Chronicle buys its grapes from other North Fork vineyards, a business model Epperson-McCarthy said allows for experimentation. “It’s exciting because we can buy according to what we want and what that year demands.,” she said. (Photo Credit: David Benthal)

Adding wine tastings over Instagram Live and Zoom felt natural too, because conversation is core to their brand. Customers can often find one or both women — or another knowledgeable wine geek — behind the counter at Chronicle Wines at the Peconic Cellar Door, their newly reopened tasting room housed in a former market on Peconic Lane. 

“Especially during COVID, I don’t know how people did it without a business partner,” said Epperson-McCarthy. On days when one of the pair was feeling burned out, the other stepped up. With existential business decisions happening daily, there was always someone with whom to talk things through. “Sometimes you just need a sounding board,” said Shaper. “We are good friends too, literally work wives, so you have to pick what is important and you have to have open discussion constantly, constantly, constantly.”

The pair has a natural, frank rapport. They’re both attuned to the casual sexism of being underestimated; despite their success, people still ask who actually makes their wine. They work passionately to help women up the ladder behind them, but also look forward to a day when they are asked more about being winemakers than they are about being women. 

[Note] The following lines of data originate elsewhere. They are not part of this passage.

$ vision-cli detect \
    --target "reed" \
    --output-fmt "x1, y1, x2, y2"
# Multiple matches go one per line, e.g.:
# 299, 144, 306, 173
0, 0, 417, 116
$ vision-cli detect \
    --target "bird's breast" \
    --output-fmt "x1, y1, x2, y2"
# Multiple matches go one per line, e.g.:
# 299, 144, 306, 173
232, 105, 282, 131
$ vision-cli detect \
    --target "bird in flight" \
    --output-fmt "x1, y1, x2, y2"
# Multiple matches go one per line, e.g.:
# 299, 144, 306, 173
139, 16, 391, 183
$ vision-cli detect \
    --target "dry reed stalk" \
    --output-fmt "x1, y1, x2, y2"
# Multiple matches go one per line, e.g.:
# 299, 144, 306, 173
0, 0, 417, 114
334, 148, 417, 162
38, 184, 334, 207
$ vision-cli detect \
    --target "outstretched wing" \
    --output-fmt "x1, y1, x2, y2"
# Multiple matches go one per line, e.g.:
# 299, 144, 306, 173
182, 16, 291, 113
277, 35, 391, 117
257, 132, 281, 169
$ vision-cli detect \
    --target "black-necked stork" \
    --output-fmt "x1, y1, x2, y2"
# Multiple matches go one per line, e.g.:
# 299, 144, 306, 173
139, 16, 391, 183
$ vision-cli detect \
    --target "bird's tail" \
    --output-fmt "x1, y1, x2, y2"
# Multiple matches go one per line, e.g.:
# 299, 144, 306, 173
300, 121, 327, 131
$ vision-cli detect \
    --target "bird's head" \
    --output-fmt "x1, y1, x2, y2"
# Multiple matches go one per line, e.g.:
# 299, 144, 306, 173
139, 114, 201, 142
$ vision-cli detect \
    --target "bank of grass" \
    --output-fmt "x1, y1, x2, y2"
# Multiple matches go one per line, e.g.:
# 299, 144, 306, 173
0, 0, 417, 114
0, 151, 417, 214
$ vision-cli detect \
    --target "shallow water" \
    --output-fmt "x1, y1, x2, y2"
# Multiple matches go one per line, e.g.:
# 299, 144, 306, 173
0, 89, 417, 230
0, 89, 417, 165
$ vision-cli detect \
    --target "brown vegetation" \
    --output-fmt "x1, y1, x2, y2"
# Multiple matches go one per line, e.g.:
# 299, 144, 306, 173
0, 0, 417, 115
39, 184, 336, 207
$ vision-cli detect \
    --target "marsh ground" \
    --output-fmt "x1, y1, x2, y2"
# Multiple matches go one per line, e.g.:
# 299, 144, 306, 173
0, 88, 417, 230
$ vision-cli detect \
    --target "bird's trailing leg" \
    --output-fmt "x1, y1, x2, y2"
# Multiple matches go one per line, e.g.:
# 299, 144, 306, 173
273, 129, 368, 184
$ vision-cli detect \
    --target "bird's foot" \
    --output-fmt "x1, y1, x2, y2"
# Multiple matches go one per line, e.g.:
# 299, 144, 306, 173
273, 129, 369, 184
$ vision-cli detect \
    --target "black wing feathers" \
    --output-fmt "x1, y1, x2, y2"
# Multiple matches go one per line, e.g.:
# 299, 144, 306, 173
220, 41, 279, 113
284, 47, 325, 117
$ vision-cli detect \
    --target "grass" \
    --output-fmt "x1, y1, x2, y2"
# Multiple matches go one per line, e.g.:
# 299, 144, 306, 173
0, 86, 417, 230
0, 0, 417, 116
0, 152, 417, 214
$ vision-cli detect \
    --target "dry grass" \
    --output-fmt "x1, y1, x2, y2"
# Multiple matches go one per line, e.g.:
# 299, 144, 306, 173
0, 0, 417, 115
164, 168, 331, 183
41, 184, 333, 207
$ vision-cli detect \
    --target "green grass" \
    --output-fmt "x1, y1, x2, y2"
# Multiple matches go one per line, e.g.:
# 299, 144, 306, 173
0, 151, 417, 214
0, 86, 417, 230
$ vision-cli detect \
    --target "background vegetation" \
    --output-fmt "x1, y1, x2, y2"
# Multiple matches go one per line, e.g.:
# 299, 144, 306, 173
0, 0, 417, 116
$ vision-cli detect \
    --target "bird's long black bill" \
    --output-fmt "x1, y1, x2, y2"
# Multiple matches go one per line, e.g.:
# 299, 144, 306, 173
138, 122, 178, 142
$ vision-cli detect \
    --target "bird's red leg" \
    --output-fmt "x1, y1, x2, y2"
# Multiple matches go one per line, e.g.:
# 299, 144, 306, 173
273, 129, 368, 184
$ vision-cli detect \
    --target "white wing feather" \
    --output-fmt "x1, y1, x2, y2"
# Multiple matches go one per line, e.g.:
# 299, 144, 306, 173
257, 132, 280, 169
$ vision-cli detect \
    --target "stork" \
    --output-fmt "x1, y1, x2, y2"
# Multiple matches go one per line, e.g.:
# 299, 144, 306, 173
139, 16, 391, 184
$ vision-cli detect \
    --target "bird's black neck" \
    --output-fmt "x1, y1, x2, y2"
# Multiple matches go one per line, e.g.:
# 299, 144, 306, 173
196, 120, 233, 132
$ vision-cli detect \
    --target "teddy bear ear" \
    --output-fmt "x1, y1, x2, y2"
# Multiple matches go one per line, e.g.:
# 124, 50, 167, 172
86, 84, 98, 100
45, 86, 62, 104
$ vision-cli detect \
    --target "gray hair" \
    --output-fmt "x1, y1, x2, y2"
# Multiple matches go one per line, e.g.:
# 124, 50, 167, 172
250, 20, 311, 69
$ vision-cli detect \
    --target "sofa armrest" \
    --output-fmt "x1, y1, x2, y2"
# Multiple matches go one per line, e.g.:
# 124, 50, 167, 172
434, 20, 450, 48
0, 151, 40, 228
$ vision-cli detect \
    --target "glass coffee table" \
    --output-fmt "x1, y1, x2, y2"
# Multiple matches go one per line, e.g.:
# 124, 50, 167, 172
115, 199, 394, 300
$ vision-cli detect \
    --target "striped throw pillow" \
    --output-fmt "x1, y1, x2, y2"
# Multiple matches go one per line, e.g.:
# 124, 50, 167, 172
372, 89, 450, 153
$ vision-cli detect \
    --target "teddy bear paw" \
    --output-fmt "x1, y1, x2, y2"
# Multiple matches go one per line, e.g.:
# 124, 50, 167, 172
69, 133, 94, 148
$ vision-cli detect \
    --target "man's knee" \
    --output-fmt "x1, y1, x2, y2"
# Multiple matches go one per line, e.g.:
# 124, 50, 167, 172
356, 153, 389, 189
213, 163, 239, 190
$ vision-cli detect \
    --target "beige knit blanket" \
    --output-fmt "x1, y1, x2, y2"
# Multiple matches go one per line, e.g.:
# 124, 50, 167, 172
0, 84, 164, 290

Mostly, their partnership endures because it improves the wine. Shaper founded Brooklyn Oenology in 2006, and in 2014 Saltbird started under the BOE label. “Originally the intention was to split, “but the more we worked together, the stronger we became,” said Epperson-McCarthy. So in 2019 they renamed the company Chronicle Wines and brought their brands under one umbrella. “The wines become better because we are tasting each other’s wines and we are learning from each other,” she said. “It’s combination of experience out here, education and also working overseas and coming back with that knowledge and applying it locally.”

For Epperson-McCarthy, time in New Zealand — as well as 11 years in Long Island, more than six of them running the Premium Wine Group Lab in Mattituck — has informed her mastery of sauvignon blanc. She’s especially excited about the new 2019 Saltbird sauvignon blanc, which is not a grassy New Zealand–style wine, but something a little fatter and fruitier that reflects the North Fork’s maritime climate. 

The new blueberry lemon flavor of CANette spritzer was inspired by pandemic binge watching of the Great British Baking Show. (Photo Credit: David Benthal)

Shaper, meanwhile, has a way with rosé. In 2015, she was hired as winemaker at Croteaux Vineyards in Southold based on the strength of her BOE rosé — made from one of her favorite grapes, cabernet franc. The following year, she took a trip to the south of France to study with the world’s only master of wine who specializes in rosé. Her time in Provence led to the epiphany that its seaside terroir is not so very different from our own. 

Her newest release is Spark, a red blend under the As If label that is a nod to the North Fork winemakers who came before her. “A spark is a genesis. And it’s a point at which you realize a destiny,” she said. “It’s a classic blend of merlot and cabernet franc, the two hero red grapes that have defined the East End. It provided the foundation for this region to grow, because we needed something successful to make our mark on this world.”

It’s also a wine that has Shaper reflecting on the start of her own story — and how far she and her partner have come. “I remember tasting my first merlot-cabernet franc blend before I was a local winemaker here,” she said. “It was one of the many little moments in my personal history that said, ‘Hmm, maybe this is what I want to do for the rest of it.’ So that was the spark. And here I am. The company will be 15 years old this summer. All it takes is one little spark to send you in a direction that generates possibilities and aspirations of all kinds.”